The PI3K assay was conducted using a PI3K ELISA kit (Echelon Biosciences, Salt Lake City, UT, USA) according to the manufacturer’s protocol. Briefly, cells were lysed with ice-cold lysis buffer (20 mM Tris-HCl, pH 7.4, 137 mM NaCl, 1 mM CaCl₂, 1 mM MgCl₂, 1% NP-40, 1 mM PMSF and 0.1 mM sodium orthovanadate) for 20 min, and the cell lysates were subjected to immunoprecipitation with an anti-PI3K antibody. The immunoprecipitated PI3K was incubated with the PI(4,5)P2 substrate, and the generated PI(3,4,5)P3 was assayed by competitive ELISA.

All experiments were carried out at least three times to obtain means and standard deviations as shown in the graphs in the figures. Results were analyzed for statistical significance using the Student’s t-test. Differences were considered significant at P<0.05.

To determine whether Bmal1 influences cellular invasiveness, we overexpressed Bmal1 in human A549 lung cancer cells (Fig. 1A). This resulted in a dramatic reduction in cellular invasiveness, as analyzed on Matrigel-coated polycarbonate filters (Fig. 1B). Conversely, the siRNA-mediated reduction in endogenous Bmal1 levels (Fig. 1A) promoted cell invasion (Fig. 1C). These findings suggest that Bmal1 suppresses cancer invasion. These effects were not mimicked by siRNAs against Per3 or RORα (Fig. 1D), suggesting that this invasion-suppressing activity is not common to all circadian factors.
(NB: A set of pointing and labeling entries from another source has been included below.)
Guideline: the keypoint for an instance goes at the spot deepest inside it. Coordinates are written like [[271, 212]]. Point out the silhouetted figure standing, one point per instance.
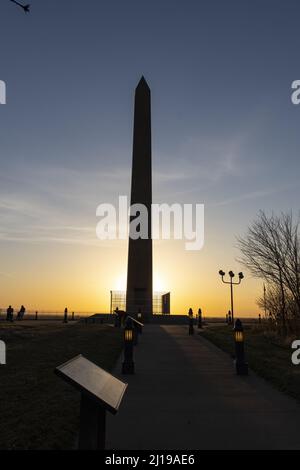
[[21, 313], [66, 315], [26, 8]]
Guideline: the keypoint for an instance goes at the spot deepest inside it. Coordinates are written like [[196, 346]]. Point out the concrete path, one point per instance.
[[185, 395]]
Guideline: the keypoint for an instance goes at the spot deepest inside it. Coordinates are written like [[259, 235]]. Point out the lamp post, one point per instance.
[[231, 276], [240, 363], [191, 322], [199, 318], [128, 364]]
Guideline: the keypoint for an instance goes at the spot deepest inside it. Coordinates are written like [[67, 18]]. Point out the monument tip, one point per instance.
[[143, 83]]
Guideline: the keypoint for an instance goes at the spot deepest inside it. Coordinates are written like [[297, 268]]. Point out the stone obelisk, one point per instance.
[[139, 273]]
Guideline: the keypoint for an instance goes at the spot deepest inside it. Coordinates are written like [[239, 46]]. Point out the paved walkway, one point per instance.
[[185, 395]]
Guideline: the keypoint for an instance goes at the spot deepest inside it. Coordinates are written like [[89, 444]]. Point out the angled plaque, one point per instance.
[[94, 382]]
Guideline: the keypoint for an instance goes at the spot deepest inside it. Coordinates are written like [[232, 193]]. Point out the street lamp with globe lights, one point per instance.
[[231, 275]]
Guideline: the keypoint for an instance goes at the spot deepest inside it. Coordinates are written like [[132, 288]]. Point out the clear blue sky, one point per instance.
[[224, 130]]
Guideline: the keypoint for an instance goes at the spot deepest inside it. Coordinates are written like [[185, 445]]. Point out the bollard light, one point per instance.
[[199, 318], [191, 322], [238, 336], [240, 363], [128, 364]]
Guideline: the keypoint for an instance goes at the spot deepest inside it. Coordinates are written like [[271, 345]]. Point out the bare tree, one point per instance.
[[271, 251]]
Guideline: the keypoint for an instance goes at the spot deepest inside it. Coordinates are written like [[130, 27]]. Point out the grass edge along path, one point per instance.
[[266, 357]]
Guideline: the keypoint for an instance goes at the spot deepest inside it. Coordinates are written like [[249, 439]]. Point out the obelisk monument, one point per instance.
[[139, 273]]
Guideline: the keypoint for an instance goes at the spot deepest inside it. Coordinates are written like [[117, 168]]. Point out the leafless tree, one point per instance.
[[270, 250]]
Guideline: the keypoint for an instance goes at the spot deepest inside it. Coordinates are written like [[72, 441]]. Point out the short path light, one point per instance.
[[191, 322], [231, 276], [240, 364], [128, 364], [199, 318]]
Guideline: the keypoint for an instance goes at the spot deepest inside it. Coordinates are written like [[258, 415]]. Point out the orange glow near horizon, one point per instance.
[[81, 278]]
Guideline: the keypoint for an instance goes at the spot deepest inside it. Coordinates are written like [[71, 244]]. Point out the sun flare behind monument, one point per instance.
[[139, 293]]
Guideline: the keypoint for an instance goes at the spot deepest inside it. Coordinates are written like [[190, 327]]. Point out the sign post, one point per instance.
[[100, 392]]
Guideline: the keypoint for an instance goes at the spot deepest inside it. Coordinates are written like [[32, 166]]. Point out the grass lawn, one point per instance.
[[266, 356], [38, 410]]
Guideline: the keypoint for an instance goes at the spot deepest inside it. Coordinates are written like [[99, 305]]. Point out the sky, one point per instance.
[[224, 133]]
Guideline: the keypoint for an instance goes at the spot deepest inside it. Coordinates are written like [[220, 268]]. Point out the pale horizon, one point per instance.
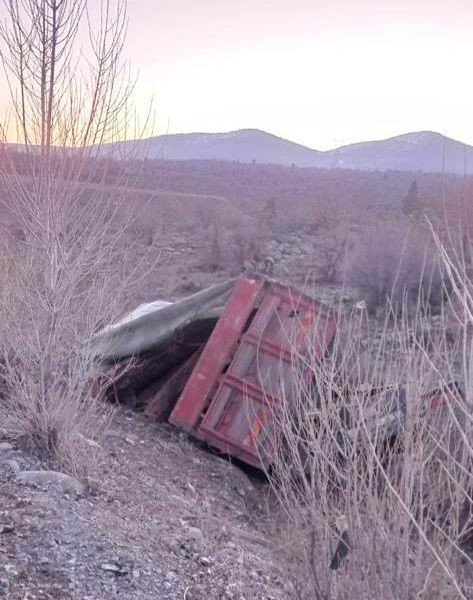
[[322, 74]]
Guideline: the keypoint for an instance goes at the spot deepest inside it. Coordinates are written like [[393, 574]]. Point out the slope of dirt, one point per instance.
[[165, 520]]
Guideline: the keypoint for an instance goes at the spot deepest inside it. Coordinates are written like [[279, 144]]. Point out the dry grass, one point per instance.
[[404, 500]]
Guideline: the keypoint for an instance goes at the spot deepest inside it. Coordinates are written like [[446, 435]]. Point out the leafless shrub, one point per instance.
[[393, 265], [73, 267], [375, 481]]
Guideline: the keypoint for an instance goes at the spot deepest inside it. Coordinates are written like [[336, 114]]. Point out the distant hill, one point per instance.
[[421, 151], [244, 145]]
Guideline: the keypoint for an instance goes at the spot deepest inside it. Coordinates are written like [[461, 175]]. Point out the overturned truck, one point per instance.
[[217, 363]]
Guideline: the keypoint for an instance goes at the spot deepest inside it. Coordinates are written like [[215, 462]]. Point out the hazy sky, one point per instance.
[[321, 72]]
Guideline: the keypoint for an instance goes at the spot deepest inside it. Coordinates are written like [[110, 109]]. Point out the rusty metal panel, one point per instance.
[[238, 420], [247, 366], [216, 354]]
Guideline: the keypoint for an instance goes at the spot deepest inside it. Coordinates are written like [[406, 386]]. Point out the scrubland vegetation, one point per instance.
[[83, 238]]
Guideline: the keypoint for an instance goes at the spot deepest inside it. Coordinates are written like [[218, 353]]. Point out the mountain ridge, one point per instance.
[[427, 151]]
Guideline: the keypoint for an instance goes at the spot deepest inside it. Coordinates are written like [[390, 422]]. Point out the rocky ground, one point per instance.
[[164, 519]]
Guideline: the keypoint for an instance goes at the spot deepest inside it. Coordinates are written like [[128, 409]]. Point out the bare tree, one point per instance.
[[73, 265], [373, 471]]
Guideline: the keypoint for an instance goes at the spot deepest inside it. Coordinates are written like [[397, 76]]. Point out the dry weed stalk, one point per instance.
[[65, 235], [364, 468]]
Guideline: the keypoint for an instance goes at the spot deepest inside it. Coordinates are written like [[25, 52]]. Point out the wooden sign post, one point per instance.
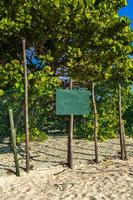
[[72, 102], [26, 106]]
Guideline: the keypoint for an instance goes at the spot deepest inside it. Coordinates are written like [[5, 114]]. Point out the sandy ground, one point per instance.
[[109, 180]]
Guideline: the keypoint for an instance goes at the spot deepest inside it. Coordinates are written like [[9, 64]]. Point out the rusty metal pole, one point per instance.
[[70, 138], [26, 105]]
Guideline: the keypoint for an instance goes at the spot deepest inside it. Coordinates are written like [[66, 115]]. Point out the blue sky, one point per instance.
[[128, 11]]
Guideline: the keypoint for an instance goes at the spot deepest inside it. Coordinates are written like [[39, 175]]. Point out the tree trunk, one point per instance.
[[26, 106], [120, 124], [70, 139], [95, 123], [124, 143]]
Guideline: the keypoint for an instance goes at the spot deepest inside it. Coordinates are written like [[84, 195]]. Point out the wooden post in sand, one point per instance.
[[13, 137], [26, 105], [70, 138]]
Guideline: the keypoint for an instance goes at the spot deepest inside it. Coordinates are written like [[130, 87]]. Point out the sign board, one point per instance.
[[72, 102]]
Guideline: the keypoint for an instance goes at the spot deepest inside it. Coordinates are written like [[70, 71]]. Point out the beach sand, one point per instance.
[[110, 180]]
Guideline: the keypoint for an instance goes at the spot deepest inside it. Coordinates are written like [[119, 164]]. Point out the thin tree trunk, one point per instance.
[[13, 136], [70, 139], [95, 123], [120, 123], [26, 106], [124, 142]]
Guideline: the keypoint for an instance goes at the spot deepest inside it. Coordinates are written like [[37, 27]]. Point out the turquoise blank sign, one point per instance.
[[72, 102]]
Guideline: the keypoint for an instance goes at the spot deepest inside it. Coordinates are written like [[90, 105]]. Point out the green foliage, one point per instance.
[[87, 38]]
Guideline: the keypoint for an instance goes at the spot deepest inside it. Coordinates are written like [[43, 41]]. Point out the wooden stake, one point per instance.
[[95, 123], [120, 123], [26, 105], [13, 137], [70, 138]]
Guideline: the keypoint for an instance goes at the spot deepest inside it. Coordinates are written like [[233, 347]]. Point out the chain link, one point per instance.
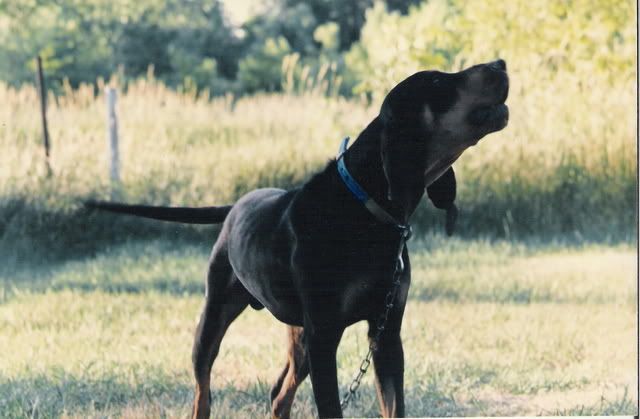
[[382, 320]]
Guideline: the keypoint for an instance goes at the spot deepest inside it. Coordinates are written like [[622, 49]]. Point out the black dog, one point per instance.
[[321, 257]]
A549 cells express wild-type p53 (22). Given that this tumor suppressor is mutated in >50% of human tumors (23), we next investigated whether Baml1 suppresses the invasiveness of H1299 lung cancer cells, which were used as representative p53-null cells (24). The invasiveness of H1299 cells was also enhanced and suppressed by siRNA-mediated Baml1 knockdown and its overexpression, respectively (Fig. 2A). Therefore, Baml1 appears to suppress lung cancer cell invasion regardless of p53 expression. To determine whether Bmal1 exerts this function in cancer cells from other organs, we examined U251 glioma cells. The invasiveness of these cells was again increased and decreased by Bmal1 knockdown and overexpression, respectively (Fig. 2B), suggesting that Bmal1 suppresses the invasion of glioma cells. Together, these results suggest that Bmal1 reduces the invasiveness of multiple cancer types in a p53-independent manner.
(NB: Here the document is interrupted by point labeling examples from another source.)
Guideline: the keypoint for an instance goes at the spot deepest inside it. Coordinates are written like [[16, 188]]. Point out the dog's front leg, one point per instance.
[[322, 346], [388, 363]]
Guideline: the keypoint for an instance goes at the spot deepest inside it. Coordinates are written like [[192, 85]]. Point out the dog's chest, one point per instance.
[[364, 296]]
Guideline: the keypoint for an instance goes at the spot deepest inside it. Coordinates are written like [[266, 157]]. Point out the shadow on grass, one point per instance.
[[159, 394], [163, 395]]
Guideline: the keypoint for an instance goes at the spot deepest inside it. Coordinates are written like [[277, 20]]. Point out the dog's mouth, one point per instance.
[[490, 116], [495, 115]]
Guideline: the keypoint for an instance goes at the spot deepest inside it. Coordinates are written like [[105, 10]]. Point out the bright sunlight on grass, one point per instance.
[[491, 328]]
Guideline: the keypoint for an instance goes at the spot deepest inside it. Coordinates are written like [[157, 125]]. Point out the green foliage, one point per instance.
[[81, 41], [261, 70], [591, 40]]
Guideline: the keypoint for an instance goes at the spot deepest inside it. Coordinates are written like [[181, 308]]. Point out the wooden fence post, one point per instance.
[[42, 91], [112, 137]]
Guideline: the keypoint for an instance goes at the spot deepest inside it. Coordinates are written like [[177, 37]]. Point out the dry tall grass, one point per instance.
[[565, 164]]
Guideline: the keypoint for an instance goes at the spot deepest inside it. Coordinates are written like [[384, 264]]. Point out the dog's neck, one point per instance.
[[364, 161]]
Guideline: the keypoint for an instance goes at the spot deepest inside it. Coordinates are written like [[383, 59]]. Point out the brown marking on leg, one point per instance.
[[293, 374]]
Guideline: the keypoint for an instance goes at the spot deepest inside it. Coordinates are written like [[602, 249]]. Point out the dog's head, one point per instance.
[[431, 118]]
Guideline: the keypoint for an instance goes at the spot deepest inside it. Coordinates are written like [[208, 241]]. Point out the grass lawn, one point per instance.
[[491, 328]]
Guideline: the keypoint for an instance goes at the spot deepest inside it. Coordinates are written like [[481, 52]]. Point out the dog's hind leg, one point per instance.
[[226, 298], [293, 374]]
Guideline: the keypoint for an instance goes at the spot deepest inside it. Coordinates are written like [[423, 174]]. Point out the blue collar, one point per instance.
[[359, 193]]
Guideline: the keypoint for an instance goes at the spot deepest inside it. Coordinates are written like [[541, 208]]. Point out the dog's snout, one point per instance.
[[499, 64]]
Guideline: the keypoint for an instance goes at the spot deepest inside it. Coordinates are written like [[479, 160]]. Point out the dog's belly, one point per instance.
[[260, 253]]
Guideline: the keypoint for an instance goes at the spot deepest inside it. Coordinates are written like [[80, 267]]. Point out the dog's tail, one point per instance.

The PI3K-Akt-MMP-2 pathway is involved in promoting cell invasion under many experimental conditions (25–27). Here, we found that PI3K activity was elevated in Baml1-knockdown cells (Fig. 3A), while no change was evident in the levels of the p85 subunit of PI3K or PTEN, an endogenous inhibitor of PI3K (28) (Fig. 3B). This suggests that Baml1 knockdown induces PI3K activation. Bmal1 knockdown also elevated Akt phosphorylation and MMP-2 protein levels, suggesting that Baml1 may suppress the PI3K-Akt-MMP-2 invasion pathway. To confirm this, cells were treated with the Baml1-targeting siRNAs in the presence or absence of inhibitors for PI3K (LY294002), Akt (Akt inhibitor) and MMP-2 (OA-Hy). As expected, these inhibitors attenuated the Bmal1 siRNA-induced invasion of A549 cells (Fig. 3C), suggesting that Bmal1 reduces cellular invasiveness by suppressing the PI3K-Akt-MMP-2 pathway.
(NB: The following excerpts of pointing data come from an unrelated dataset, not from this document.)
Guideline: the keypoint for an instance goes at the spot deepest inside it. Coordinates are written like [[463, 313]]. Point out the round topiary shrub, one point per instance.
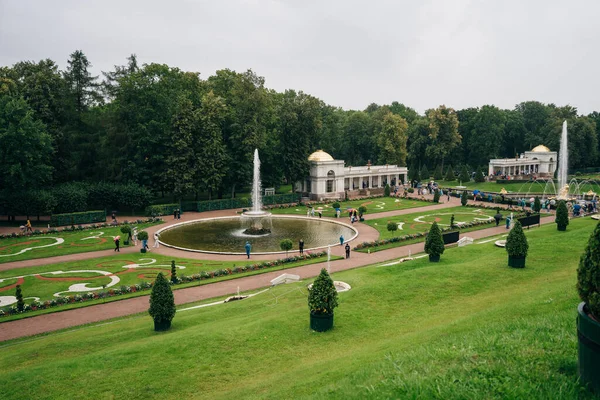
[[322, 300], [162, 304], [434, 243], [562, 216], [517, 246]]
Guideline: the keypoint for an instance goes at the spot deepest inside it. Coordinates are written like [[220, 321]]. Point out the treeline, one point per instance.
[[171, 131]]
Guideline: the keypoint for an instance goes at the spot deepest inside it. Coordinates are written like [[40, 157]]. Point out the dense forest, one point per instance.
[[153, 130]]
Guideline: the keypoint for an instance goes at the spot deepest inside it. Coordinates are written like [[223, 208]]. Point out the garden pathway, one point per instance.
[[69, 318]]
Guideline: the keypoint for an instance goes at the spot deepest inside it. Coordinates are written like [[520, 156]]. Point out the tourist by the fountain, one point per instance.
[[248, 247]]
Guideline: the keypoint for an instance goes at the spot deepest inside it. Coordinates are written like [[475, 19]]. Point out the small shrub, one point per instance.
[[562, 216], [588, 273], [322, 296], [434, 243], [162, 303], [516, 242]]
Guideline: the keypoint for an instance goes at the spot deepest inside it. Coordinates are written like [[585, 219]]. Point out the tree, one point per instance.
[[479, 175], [286, 245], [174, 272], [588, 273], [434, 242], [20, 302], [443, 132], [322, 296], [516, 242], [25, 147], [465, 176], [450, 174], [562, 216], [162, 304]]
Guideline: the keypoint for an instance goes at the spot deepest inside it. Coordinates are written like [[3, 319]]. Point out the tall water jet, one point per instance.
[[563, 165]]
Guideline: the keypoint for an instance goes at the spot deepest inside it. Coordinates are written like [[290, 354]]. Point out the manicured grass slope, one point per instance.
[[467, 327]]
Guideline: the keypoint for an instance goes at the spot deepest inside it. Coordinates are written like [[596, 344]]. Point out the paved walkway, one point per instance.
[[69, 318]]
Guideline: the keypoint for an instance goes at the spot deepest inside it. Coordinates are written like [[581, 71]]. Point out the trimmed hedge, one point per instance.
[[86, 217]]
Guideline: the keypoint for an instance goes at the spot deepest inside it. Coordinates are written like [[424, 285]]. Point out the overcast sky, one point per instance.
[[348, 53]]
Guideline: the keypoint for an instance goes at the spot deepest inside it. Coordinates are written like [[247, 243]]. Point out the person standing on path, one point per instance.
[[248, 247]]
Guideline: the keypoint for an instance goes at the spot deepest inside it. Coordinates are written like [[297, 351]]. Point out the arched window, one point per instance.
[[330, 181]]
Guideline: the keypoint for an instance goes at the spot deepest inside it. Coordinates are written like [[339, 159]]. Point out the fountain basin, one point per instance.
[[224, 235]]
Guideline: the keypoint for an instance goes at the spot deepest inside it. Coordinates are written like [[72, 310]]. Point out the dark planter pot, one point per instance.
[[450, 237], [321, 322], [516, 261], [162, 325], [588, 337]]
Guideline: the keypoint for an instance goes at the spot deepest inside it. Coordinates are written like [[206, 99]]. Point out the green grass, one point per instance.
[[119, 264], [468, 327], [377, 205], [74, 242], [411, 225]]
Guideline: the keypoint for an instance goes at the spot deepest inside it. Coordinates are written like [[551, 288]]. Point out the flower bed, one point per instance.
[[124, 289], [73, 228]]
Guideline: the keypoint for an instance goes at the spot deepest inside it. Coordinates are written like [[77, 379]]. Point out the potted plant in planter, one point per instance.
[[322, 299], [517, 246], [162, 304], [562, 216], [143, 236], [434, 243], [126, 230], [588, 327]]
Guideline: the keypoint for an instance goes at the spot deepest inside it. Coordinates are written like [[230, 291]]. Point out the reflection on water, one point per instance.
[[226, 235]]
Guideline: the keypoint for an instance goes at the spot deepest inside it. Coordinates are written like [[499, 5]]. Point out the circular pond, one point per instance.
[[225, 235]]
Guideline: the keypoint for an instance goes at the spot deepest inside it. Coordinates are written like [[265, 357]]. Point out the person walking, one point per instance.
[[248, 247]]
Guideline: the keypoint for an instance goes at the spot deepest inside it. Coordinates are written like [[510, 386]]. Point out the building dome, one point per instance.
[[320, 155], [540, 149]]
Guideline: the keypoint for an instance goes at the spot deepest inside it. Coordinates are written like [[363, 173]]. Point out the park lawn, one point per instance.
[[74, 242], [130, 268], [517, 187], [420, 222], [375, 205], [466, 327]]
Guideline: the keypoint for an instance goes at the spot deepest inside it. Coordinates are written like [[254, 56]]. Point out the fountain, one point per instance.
[[257, 217], [228, 234]]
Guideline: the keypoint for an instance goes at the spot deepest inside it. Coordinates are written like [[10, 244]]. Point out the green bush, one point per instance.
[[286, 245], [322, 296], [434, 242], [450, 174], [516, 242], [162, 303], [392, 226], [86, 217], [588, 273], [143, 235], [562, 216]]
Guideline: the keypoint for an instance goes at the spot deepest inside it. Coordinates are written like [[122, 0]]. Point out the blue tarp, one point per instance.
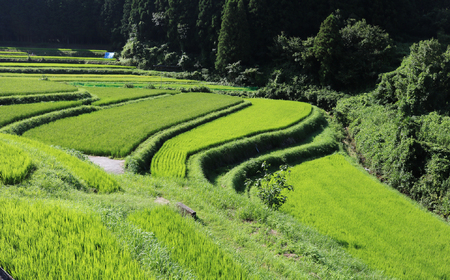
[[109, 55]]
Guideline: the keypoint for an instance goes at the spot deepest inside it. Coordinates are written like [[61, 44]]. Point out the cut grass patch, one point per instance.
[[117, 131], [190, 248], [116, 95], [375, 223], [14, 164], [24, 86], [50, 241], [264, 115], [12, 113]]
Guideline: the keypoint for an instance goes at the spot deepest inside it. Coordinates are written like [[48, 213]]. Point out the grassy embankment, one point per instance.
[[118, 131], [262, 116], [372, 221]]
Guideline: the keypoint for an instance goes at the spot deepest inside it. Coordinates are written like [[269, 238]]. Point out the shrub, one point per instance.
[[270, 185]]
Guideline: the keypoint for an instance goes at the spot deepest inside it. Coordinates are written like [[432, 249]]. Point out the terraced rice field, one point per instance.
[[117, 131], [89, 176], [338, 223], [14, 164], [372, 221], [50, 241], [264, 115], [188, 246], [59, 65], [117, 95]]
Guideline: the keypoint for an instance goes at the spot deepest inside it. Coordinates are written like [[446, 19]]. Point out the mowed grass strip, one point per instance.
[[264, 115], [90, 176], [50, 241], [189, 247], [116, 95], [67, 58], [14, 164], [23, 86], [12, 113], [117, 131], [59, 65], [375, 223]]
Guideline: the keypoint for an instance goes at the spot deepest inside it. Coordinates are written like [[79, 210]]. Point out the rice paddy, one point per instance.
[[264, 115], [373, 222], [118, 131]]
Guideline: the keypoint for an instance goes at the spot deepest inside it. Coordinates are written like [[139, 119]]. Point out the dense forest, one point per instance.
[[381, 68]]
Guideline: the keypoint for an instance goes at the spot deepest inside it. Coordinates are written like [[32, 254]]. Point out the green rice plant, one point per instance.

Bcl-w is a pro-survival member of the Bcl-2 family of proteins (29), which are upregulated in various types of cancer cells (30,31). Bcl-w protects cells from apoptotic stimuli and also promotes the invasion of cancer cells by activating the PI3K-Akt-MMP-2 pathway (26,27). Therefore, we aimed to ascertain whether Bmal1 antagonizes the invasion-promoting action of Bcl-w. To accomplish this, we co-expressed Bmal1 and Bcl-w in lung cancer cells, and examined MMP-2 levels and cellular invasiveness. As reported previously (26,27), Bcl-w overexpression enhanced the levels of MMP-2 (Fig. 4A) and cellular invasiveness (Fig. 4B). However, both of these events were abolished by the co-expression of Bmal1 (Fig. 4A and B), suggesting that Bmal1 acts against Bcl-w to reduce cellular invasiveness.